Posted December 31, 2004.

Approximately 70 percent of all deaths among adolescents aged 10-24 years are attributed to injuries from four causes: motor vehicle crashes account for 31 percent, homicide accounts for 15 percent, suicide accounts for 12 percent and all other unintentional injuries account for 12 percent.

States—

2002 Legislative Session

Enacted legislation included unintentional injury and school violence. The following is a sample of enacted legislation:

  • California Assembly Bill 2668 (Chapter 755) required brain and spinal cord injury curricula in schools contingent on the California Healthy Kids Resource Center receiving funds to review, acquire, and circulate the curricula. All funds necessary to implement the chapter would be provided by nonstate sources.
  • California Assembly Bill 2532 (Chapter 1096) required the state board of education to adopt maximum weight standards for textbooks.
  • California Assembly Bill 1901 (Chapter 643) authorized pupils’ expulsion or suspension for harassing, threatening or intimidating school district personnel.
  • California Senate Bill 1667 (Chapter 506) developed school plans for preventing school violence.
  • Illinois House Bill 1692 (Public Act 763) addressed intergroup conflict and improved intergroup relations on and beyond the school campus.
  • Pennsylvania House Resolution 655 and Louisiana Senate Concurrent Resolution 8 designated one week in September 2002 as Suicide Prevention Week, commemorated with yellow ribbons.
  • Pennsylvania House Resolution 728 declared November 2002 as “Brain Injury Awareness Month.”
  • Virginia House Bill 46 (Chapter 235) provided crisis intervention services to schools in times of violence or other traumatic incidents.

2003 Legislative Session

Enacted legislation included prohibiting bullying and hazing in schools, programs to prevent teen dating violence and suicide prevention.
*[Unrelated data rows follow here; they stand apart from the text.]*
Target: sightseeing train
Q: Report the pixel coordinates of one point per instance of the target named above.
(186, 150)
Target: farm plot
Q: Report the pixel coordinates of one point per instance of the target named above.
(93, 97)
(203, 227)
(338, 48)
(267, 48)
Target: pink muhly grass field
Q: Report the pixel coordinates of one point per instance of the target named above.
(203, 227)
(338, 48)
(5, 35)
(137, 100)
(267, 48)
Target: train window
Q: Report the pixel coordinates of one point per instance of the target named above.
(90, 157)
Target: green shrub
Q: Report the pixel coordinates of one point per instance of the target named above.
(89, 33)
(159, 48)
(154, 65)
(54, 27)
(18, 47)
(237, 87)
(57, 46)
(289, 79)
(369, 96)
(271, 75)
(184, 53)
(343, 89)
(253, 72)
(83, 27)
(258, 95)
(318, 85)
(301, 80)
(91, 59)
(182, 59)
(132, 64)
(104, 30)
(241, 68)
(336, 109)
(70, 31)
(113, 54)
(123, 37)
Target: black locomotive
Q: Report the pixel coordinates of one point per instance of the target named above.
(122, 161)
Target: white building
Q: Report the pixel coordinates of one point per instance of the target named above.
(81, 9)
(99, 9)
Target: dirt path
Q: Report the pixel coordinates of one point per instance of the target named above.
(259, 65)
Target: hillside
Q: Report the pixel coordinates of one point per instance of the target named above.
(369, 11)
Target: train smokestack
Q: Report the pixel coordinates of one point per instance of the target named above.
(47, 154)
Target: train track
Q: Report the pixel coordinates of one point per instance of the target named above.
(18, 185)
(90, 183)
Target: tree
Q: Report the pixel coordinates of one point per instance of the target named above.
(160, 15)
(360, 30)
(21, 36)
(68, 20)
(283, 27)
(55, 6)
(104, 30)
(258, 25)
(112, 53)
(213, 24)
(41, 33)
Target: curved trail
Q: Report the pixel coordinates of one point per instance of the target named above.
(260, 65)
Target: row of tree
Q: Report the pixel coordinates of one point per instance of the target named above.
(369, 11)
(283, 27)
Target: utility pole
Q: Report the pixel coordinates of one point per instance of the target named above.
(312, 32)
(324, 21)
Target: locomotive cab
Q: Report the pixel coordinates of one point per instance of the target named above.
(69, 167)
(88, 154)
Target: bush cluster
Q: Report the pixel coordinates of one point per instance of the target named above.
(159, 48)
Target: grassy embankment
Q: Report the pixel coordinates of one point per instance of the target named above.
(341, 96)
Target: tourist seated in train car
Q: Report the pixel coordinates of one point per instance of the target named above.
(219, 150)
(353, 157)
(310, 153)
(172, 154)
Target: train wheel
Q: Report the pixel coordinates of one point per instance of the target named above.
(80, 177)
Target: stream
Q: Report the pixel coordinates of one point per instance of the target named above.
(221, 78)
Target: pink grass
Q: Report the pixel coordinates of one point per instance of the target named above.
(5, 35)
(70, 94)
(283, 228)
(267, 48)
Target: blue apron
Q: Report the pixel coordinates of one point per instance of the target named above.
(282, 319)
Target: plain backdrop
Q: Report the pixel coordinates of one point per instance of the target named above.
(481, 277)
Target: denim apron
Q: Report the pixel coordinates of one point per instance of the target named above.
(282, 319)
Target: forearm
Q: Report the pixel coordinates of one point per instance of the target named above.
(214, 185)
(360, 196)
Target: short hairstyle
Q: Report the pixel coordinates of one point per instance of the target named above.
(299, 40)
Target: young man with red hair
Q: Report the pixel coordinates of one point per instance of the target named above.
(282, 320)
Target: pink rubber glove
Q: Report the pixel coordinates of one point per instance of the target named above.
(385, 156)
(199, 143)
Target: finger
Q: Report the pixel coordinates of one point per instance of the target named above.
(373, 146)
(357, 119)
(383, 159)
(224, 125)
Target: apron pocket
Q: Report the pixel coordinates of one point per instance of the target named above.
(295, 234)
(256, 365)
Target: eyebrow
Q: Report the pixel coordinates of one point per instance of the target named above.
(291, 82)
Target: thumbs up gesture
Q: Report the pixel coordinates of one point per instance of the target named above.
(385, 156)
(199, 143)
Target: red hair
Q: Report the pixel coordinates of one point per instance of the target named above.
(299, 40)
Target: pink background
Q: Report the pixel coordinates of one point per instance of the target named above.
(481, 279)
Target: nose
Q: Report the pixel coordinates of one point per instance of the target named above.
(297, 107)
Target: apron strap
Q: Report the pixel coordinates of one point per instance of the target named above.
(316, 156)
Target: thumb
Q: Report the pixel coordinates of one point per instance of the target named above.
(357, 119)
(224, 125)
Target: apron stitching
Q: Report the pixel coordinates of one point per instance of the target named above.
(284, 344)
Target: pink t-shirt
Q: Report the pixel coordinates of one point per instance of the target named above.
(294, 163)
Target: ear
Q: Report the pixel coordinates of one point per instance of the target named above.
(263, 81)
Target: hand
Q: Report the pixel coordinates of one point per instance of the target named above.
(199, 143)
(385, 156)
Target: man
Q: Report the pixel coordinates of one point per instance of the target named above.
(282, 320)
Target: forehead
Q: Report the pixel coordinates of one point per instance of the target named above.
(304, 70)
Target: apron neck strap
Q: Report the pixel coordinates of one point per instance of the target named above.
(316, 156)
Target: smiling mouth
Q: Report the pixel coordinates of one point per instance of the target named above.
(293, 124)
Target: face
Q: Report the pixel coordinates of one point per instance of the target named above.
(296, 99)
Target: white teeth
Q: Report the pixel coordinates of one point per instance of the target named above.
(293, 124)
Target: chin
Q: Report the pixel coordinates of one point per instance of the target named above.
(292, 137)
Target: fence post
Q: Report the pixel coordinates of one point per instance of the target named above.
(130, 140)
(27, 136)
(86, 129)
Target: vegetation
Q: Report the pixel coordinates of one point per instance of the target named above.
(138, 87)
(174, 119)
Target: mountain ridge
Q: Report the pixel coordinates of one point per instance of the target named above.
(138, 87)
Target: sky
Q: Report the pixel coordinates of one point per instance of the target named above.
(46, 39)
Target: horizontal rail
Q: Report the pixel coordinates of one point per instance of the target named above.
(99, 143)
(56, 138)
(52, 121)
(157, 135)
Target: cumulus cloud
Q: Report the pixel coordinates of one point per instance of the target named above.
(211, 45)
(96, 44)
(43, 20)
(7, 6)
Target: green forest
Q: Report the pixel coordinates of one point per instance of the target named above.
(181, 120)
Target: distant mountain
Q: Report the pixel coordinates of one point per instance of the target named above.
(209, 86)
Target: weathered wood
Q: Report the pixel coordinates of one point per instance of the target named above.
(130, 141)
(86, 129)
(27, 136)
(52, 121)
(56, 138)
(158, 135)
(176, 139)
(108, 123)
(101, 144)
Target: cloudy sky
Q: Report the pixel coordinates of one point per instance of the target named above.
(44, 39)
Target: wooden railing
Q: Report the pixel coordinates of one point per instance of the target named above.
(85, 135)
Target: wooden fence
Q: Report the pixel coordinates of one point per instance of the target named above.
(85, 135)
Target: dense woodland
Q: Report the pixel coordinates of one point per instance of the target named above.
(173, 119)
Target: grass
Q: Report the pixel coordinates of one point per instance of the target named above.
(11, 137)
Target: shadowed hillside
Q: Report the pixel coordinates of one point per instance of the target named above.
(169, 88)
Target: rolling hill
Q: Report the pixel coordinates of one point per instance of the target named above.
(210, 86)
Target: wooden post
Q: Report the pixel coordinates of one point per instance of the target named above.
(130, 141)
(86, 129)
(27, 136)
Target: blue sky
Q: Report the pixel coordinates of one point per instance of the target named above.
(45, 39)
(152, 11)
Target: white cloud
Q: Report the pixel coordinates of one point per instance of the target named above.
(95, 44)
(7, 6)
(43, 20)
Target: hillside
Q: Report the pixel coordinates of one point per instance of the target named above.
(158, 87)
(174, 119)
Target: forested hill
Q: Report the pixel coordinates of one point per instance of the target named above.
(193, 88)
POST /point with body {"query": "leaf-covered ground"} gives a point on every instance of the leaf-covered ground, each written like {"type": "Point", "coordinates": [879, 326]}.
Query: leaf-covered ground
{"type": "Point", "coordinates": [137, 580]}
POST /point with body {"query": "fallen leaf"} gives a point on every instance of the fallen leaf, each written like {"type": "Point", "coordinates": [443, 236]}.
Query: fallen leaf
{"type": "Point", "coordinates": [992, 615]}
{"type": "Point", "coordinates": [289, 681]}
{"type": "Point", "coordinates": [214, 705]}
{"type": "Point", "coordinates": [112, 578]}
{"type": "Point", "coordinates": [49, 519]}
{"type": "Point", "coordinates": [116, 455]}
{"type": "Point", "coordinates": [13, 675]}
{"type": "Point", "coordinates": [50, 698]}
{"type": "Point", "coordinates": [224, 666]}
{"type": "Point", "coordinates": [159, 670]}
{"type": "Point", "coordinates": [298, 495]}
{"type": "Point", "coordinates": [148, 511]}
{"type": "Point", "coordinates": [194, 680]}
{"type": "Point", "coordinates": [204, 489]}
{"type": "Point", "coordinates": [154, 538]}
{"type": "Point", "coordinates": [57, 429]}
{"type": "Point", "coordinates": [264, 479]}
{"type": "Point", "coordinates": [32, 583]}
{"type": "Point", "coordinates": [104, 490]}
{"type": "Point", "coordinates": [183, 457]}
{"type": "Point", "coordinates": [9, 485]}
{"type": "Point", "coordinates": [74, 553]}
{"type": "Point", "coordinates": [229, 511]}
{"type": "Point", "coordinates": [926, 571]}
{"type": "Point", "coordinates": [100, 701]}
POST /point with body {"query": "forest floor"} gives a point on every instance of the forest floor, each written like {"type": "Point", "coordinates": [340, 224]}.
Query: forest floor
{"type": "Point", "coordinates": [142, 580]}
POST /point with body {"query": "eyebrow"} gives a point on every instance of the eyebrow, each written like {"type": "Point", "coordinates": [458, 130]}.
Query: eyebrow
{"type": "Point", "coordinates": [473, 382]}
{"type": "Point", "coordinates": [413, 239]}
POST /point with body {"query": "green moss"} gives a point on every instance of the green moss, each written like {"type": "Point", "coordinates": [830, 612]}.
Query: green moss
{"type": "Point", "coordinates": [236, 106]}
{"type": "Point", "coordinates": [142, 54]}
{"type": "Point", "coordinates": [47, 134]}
The following is a sample of legislation that passed:

  • Arkansas House Bill 1978 transferred funds from the Youth Violence Prevention (Common Ground) to the Drug Prevention and Intervention program.
  • Arkansas House Bill 2274(Act 681) mandated that policies define bullying and prohibit bullying on school property, at school sponsored activities and on school buses. It also required that the policy state the consequences of engaging in bullying behavior, required school employees to report incidences of bullying, and added bully prevention programs to the list of group conflict resolution services provided by school guidance counselors.
  • California Assembly Bill 1411 (Chapter 21) expanded the definition of hazing to include any method of initiation or preinitiation into a student body and authorized a superintendent or principal to expel or suspend a student who engages in, or attempts to engage in, hazing while on school grounds.
  • Georgia Senate Bill 346 (Act 398) required the state Board of Education to, among other things, develop a program for preventing teen dating violence for grades eight through 12 and directed the board to encourage local school boards to implement the program.
  • Missouri Senate Bill 618 (Chapter 630) directed the department of health, social services, education and corrections to collaborate on the design of a state suicide prevention plan and required the plan to promote the use of student assistance and educational programs to support students with depression, other psychiatric illnesses and substance abuse disorders.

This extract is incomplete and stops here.